Tiffany & Co has said that its first quarter net income rose 3% as sales improved across all regions. The results beat Wall Street expectations.
Tiffany is a barometer of luxury spending so the latest results show the resilience among affluent shoppers despite economic challenges around the globe.
But the company remains cautious about the environment and said it was sticking to its profit outlook.
The high-end jewellery company known for its blue boxes earned $83.6m, or 65 cents per share, for the period ended April 30. That is up from $81.5m, or 64 cents per share, a year ago.
Excluding costs tied to staff and occupancy cuts, earnings were 70 cents per share. This easily beat the 53 cents per share analyst expected.

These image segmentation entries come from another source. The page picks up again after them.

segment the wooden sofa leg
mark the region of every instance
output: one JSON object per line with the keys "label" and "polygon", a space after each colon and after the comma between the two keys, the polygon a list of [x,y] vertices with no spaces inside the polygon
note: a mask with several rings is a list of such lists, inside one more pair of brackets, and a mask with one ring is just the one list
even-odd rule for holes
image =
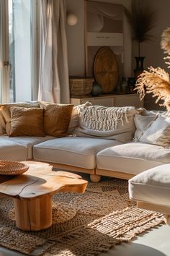
{"label": "wooden sofa leg", "polygon": [[165,215],[164,221],[166,224],[170,226],[170,215]]}
{"label": "wooden sofa leg", "polygon": [[97,174],[90,174],[90,180],[91,182],[97,183],[101,180],[101,175]]}

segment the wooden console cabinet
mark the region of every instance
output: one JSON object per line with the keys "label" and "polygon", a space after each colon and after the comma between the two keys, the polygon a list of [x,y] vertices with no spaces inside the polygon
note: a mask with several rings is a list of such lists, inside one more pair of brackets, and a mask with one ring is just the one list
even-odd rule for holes
{"label": "wooden console cabinet", "polygon": [[88,95],[71,96],[71,103],[74,105],[84,104],[86,101],[93,105],[105,106],[133,106],[136,108],[143,107],[143,101],[140,101],[138,94],[105,94],[97,97]]}

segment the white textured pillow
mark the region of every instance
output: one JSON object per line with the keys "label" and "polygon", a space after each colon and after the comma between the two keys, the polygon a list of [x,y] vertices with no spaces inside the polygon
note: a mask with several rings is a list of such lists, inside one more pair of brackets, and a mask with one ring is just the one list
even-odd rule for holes
{"label": "white textured pillow", "polygon": [[140,142],[170,146],[170,117],[160,116],[140,137]]}
{"label": "white textured pillow", "polygon": [[149,128],[157,116],[142,116],[136,114],[134,118],[136,130],[134,135],[134,140],[139,141],[142,135]]}
{"label": "white textured pillow", "polygon": [[81,112],[79,126],[74,133],[77,136],[102,137],[125,142],[133,139],[135,130],[134,116],[138,113],[131,106],[90,106]]}

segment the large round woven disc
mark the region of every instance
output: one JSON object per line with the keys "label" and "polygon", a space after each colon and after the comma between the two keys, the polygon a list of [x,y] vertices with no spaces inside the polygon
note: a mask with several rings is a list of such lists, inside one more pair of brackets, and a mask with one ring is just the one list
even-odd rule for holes
{"label": "large round woven disc", "polygon": [[99,48],[94,61],[96,81],[102,86],[103,93],[113,91],[119,79],[119,68],[115,54],[109,47]]}

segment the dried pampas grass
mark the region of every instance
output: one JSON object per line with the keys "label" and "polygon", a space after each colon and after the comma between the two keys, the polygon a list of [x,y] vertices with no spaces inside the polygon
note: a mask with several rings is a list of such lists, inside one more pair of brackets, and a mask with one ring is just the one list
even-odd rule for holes
{"label": "dried pampas grass", "polygon": [[[168,60],[166,64],[170,68],[170,27],[164,30],[161,46],[168,54],[164,59]],[[153,97],[157,97],[156,103],[163,100],[164,103],[160,106],[166,106],[170,111],[170,80],[169,74],[164,69],[150,67],[148,71],[144,70],[138,78],[135,90],[140,94],[140,100],[146,93],[153,93]]]}

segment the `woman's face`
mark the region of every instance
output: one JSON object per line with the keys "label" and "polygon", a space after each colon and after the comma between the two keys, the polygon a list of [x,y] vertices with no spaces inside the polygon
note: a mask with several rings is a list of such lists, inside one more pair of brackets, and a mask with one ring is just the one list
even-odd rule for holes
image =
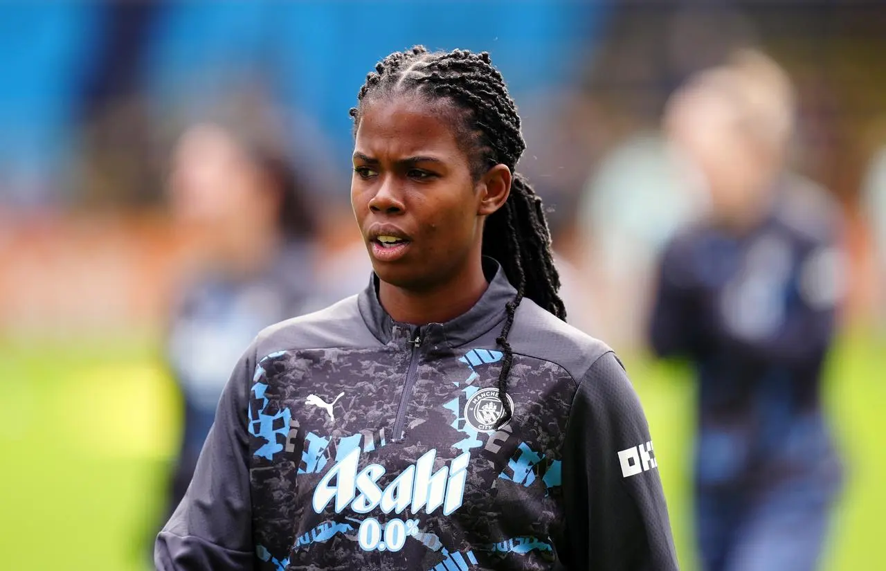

Revenue for the New York company rose 10% to $895.5m from $819.2m, topping Wall Street's $855.7 million estimate. Sales increased 9% globally to $895m.
The conversion of five Tiffany stores in the United Arab Emirates to company-run stores from independently-run stores in July helped other sales triple to $27m. Sales for the Asia-Pacific region rose 15% to $223m.
Sales were helped by promotional events tied to Tiffany's 175 anniversary as well as a tie-in for "The Great Gatsby" movie, for which the company designed the jewellery.
In the Americas, sales climbed 6% to $408m. European sales also increased 6% to $93m, while sales in Japan rose 2% to $145m.
Chairman and chief executive Michael Kowalski said in a statement that the chain was sticking with its guidance because of ongoing soft sales in the Americas and the weaker yen. The company had 275 stores by the end of the quarter.